Raytracing-Vergleich in Metro Exodus: Oben mit Raytracing. Unten ohne Raytracing - vor allem der Bereich rechts unten ist zu hell erleuchtet. Dort gibt es eigentlich keine Lichtquelle.
Das Ziel ist es also, den Farbwert eines Pixels auf dem Bildschirm auf Basis des nachgezeichneten Strahlengangs zu berechnen. Da sich die Lichtstrahlen aufgrund von Reflexionen, Brechungen und Co. im gesamten virtuellen Raum ausbreiten können, werden selbst Objekte, die von anderen Objekten verdeckt sind, von manchen Strahlen getroffen und können so in die Berechnung der gesamten Szene einbezogen werden.

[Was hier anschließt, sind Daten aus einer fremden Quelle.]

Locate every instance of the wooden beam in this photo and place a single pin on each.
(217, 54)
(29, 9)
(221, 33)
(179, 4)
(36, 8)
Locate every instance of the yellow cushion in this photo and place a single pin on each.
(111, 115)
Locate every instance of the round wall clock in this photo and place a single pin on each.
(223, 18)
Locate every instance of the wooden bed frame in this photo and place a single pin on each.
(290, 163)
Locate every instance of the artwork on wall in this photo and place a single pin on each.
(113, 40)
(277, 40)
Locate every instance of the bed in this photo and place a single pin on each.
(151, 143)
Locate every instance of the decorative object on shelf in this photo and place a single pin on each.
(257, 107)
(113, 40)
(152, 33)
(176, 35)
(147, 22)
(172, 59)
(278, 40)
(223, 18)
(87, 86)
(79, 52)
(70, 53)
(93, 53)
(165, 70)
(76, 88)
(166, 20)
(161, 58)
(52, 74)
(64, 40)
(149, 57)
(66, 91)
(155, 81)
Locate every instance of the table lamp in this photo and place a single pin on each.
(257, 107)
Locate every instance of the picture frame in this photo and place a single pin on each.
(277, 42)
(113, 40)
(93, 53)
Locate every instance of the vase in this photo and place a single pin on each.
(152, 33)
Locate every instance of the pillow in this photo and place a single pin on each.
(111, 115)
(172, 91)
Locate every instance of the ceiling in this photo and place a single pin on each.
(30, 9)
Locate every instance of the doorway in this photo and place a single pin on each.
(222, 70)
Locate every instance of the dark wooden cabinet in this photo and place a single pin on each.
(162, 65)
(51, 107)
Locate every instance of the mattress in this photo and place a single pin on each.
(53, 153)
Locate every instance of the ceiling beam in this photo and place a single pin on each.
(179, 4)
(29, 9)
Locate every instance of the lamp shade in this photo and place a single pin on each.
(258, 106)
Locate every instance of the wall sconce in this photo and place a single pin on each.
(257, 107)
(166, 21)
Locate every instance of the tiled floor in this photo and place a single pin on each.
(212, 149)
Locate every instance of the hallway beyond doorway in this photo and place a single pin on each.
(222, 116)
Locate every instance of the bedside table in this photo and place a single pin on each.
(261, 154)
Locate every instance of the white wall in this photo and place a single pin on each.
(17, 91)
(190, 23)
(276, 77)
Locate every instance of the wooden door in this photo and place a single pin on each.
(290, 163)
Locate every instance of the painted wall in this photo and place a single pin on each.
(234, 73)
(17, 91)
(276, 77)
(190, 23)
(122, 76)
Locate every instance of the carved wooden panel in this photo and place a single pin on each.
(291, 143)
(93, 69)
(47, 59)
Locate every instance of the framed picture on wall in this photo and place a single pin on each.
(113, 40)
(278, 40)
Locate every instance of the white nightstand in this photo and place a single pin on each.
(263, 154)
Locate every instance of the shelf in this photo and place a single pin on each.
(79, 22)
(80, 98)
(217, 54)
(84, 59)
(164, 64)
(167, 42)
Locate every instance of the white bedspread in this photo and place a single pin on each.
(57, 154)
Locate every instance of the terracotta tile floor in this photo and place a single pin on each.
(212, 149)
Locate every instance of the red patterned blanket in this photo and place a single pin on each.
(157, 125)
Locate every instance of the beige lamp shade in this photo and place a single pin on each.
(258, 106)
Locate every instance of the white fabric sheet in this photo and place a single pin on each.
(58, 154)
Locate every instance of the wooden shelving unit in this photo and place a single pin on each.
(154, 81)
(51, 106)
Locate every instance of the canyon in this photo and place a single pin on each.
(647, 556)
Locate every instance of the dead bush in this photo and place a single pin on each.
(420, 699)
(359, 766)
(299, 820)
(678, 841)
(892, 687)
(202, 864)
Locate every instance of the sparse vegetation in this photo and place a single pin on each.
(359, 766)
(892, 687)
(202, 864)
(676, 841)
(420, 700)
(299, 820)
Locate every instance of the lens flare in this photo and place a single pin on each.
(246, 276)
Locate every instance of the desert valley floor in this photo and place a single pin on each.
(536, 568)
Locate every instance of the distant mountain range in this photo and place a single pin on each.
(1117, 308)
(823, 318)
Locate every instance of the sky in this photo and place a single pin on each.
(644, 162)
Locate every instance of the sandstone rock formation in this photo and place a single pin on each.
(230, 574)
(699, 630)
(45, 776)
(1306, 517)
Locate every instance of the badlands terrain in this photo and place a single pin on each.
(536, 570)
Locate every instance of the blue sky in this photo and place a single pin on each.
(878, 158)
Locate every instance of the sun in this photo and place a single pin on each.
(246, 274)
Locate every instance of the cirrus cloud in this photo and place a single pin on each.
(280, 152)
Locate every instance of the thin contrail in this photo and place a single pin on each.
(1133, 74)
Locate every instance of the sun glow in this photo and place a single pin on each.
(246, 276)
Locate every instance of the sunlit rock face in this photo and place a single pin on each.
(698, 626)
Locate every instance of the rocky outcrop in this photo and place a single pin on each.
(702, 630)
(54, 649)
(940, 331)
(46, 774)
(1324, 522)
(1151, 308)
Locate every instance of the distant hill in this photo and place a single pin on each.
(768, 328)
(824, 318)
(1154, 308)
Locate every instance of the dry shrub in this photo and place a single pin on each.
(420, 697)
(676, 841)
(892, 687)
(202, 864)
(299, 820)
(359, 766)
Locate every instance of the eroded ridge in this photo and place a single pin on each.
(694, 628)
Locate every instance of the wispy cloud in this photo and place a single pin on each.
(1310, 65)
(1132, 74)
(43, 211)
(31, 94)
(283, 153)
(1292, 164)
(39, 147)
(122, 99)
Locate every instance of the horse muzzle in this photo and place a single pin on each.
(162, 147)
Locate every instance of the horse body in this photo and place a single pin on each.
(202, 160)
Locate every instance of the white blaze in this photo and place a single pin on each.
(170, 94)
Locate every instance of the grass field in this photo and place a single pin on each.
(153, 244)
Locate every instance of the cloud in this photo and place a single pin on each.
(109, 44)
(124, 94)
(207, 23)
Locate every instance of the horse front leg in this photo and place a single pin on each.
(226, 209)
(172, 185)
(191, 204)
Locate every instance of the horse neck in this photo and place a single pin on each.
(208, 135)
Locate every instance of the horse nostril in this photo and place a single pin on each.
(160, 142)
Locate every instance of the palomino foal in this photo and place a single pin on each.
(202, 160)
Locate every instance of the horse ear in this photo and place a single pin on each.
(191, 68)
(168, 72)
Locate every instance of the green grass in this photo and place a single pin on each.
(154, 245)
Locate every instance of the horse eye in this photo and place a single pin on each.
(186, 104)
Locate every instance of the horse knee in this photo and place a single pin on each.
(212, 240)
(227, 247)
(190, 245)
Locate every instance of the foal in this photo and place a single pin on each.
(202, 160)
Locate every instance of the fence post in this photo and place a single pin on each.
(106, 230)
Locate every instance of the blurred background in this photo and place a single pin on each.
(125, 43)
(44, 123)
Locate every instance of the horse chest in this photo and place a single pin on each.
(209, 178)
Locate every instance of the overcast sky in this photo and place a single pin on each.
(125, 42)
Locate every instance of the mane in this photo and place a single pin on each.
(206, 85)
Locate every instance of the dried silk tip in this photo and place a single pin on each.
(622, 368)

Wenn man bedenkt, wie viele Pixel bei der Darstellung in Full HD (1920x1080; ca. 2 Mio.) bei 30 Bildern pro Sekunde berechnet werden müssen, wird ersichtlich, wie hoch der Rechenaufwand ist - zumal die Strahlen noch von weiteren Objekten reflektiert werden könnten. Außerdem gibt es noch Lichtquellen in 3D-Szenen, die außerhalb des Sichtfeldes des Spielers liegen, wie zum Beispiel eine hoch stehende Sonne, die nicht im Blickfeld des Nutzers liegt - und auch ihre Lichtstrahlen müssen in die Beleuchtung mit einfließen. Diese Strahlen werden Sekundärstrahlen genannt, in Abgrenzung zu den Primärstrahlen, die vom Augpunkt ausgehen. Werden sämtliche direkten und indirekten Lichtquellen zur Ausleuchtung einer Szene berücksichtigt, nennt man dies "Global Illumation".
Bei der Rastergrafik werden hingegen nur szenische Objekte berechnet, die sich gerade im Blickfeld des Betrachters befinden, was wiederum Rechenleistung spart. Indirekte Beleuchtung durch Lichtquellen, die sich außerhalb der Szene befinden, fehlt und muss oft durch andere Methoden nachträglich realisiert werden. Auch die Schatten von einer Lichtquelle außerhalb des Sichtfelds werden separat berechnet und später hinzugefügt, was stellenweise zu falschen Darstellungen führt, vor allem wenn die Szene durch die Einwirkung des Spielers verändert wird. Beispielsweise ist schummriges Licht in manchen Bereichen zu sehen, obwohl dort eigentlich gar kein Licht sein sollte. Für die Umgebungsverdeckung und die Berechnung der Verschattung einer 3D-Szene gibt es ebenfalls spezielle Verfahren - wie SSAO, die meist auf Effizienz getrimmt sind und nicht für komplett realistisch aussehende Bilder sorgen.